It’s every parent’s worst nightmare. Breaking news reveals that extremists – home-grown or international – have struck with violent precision.

It’s happened yet again – this time twice within a single weekend in El Paso, Texas and Dayton, Ohio.

While there have sadly been many active-shooter events in the intervening years since 9/11, the news of these early August attacks brought me back in an instant to the day when the ongoing national nightmare was spawned.

By the time I picked up my then-seven-year-old son from school on September 11, 2001 he knew that planes had destroyed the Twin Towers. He had been worried about Grandma and Grandpa, who lived in New York.

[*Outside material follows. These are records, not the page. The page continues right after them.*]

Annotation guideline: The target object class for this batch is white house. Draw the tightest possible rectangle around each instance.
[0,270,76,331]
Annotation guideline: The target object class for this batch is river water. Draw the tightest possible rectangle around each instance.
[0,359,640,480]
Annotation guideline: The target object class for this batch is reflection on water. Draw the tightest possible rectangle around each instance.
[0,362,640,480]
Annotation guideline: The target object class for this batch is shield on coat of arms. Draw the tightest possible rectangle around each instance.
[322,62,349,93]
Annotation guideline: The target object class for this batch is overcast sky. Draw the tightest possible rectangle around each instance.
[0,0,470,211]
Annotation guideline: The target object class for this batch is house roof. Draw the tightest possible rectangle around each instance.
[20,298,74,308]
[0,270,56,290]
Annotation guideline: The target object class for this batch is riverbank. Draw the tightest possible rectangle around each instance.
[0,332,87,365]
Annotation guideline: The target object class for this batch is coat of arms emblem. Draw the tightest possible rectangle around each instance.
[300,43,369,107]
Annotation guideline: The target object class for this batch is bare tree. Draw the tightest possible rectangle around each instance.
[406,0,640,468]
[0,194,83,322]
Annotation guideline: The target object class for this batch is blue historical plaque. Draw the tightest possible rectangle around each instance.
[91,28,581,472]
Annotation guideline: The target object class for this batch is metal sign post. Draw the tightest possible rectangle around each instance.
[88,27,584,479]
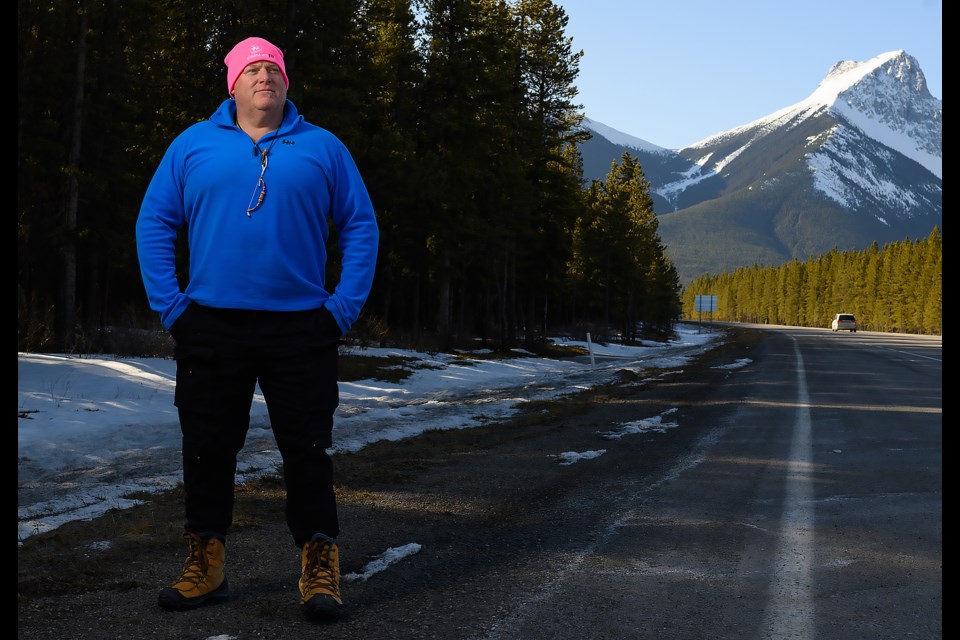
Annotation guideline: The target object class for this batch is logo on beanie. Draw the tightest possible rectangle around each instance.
[247,44,276,60]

It astounded me how quickly he made the fearful connection between the attack and his grandparents’ safety…and that he lived with that fear until I arrived to pick him up.

Whether a terrorist strike is on the scale of 9/11, Sandy Hook, or the recent ones in Texas and Ohio, your children may be afraid, perhaps angry and naturally curious about its impact on their lives – especially now that school will soon be back in session.

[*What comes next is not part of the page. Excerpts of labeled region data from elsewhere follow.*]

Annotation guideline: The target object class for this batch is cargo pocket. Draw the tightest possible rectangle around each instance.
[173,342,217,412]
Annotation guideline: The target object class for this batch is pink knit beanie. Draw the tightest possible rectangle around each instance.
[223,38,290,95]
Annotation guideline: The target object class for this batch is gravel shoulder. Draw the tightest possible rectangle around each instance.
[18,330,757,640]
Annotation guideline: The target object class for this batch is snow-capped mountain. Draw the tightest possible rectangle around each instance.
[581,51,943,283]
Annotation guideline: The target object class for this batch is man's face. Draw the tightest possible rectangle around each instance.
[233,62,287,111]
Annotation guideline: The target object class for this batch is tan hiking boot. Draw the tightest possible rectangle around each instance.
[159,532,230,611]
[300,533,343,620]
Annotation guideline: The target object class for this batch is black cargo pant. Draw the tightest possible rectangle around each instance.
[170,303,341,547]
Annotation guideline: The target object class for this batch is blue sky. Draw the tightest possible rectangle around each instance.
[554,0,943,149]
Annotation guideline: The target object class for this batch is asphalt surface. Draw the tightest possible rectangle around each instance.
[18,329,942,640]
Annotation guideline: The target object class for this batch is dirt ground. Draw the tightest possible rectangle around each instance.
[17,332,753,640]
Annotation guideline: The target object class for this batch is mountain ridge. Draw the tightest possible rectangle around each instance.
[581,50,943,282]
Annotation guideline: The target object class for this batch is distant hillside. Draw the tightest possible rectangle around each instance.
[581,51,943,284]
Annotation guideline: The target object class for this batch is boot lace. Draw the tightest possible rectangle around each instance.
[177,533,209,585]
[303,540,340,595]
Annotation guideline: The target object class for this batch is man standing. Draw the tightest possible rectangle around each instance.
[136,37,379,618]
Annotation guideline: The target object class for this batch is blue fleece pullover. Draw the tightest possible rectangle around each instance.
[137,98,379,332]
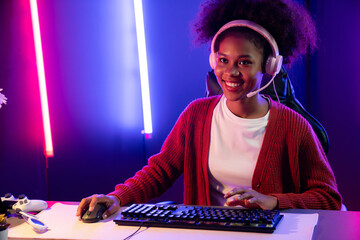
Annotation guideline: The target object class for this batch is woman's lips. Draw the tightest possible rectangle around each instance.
[223,80,243,91]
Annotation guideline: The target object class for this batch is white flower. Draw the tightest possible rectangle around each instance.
[0,88,7,108]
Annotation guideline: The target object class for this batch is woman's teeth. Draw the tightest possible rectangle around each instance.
[225,81,241,87]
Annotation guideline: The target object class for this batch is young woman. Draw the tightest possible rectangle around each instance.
[77,0,342,218]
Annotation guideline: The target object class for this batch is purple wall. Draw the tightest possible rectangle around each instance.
[0,0,360,210]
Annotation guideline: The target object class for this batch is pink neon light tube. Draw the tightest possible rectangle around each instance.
[30,0,54,157]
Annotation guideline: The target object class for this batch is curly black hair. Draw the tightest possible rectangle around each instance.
[192,0,317,64]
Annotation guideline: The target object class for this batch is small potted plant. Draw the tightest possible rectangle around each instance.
[0,214,10,240]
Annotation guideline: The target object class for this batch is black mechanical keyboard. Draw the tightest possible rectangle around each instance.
[114,204,283,233]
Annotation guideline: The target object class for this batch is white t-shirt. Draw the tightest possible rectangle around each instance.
[208,96,269,206]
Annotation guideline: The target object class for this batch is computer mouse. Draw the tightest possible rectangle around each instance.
[81,203,107,223]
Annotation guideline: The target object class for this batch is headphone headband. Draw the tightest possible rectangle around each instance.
[210,20,282,75]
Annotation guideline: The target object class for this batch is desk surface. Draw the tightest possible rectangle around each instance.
[281,209,360,240]
[5,202,360,240]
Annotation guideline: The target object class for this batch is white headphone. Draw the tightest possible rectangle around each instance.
[209,20,283,97]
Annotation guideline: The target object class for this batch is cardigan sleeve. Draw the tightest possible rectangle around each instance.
[109,107,187,205]
[271,125,342,210]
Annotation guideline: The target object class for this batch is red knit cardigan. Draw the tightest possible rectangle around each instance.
[109,96,342,209]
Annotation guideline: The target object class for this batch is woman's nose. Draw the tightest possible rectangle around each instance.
[226,67,240,77]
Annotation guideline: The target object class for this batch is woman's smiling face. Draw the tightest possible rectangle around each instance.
[214,32,264,101]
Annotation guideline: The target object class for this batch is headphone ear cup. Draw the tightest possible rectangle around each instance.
[265,56,276,75]
[265,55,282,75]
[209,52,216,69]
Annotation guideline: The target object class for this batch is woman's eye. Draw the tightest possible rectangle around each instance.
[239,60,251,65]
[219,58,228,63]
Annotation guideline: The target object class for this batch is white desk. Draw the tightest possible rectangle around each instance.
[9,203,318,240]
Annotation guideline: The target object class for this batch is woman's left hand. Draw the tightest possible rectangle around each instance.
[224,188,277,210]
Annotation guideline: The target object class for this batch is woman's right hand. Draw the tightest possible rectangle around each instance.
[76,194,120,220]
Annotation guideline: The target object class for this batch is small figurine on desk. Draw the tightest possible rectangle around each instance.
[0,214,10,240]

Here’s one thing you can rely on: Your kids will be exposed to an uncontrollable media assault on multiple platforms, as well as information – and misinformation – from friends and schoolmates.

As concerned and hungry for information as we, ourselves, may be, our job as parents in the face of this type of crisis is threefold:

·      Control your kids’ environment

·      Share only age-appropriate information

·      Don’t answer questions they haven’t asked

Control your kids’ environment.

It’s impossible to control media entirely, but parents need to own the conversation. That starts with being sensitive to what and how much information about active shooter and other violent events your kids are exposed to.

As much as you can, shield your children – especially more vulnerable school-agers – from the media onslaught. Play music rather than news on the car radio. If the TV is on at home, play or stream movies or children’s programs to avoid “breaking news” updates.

Think beyond media. Remember… kids have elephant ears. Your child may look engrossed in a coloring book or a video game while you and your friend talk about the news, but their attraction to and curiosity about adult conversation will heighten their interest in what you’re saying.

Finally, gather as much info as you can from school administrators and teachers about what, if anything, they’ve officially communicated to the children in their charge. If there were an attack somewhere in the world – but it’s not getting much media coverage – I wouldn’t bring it up unless I know it was discussed at school.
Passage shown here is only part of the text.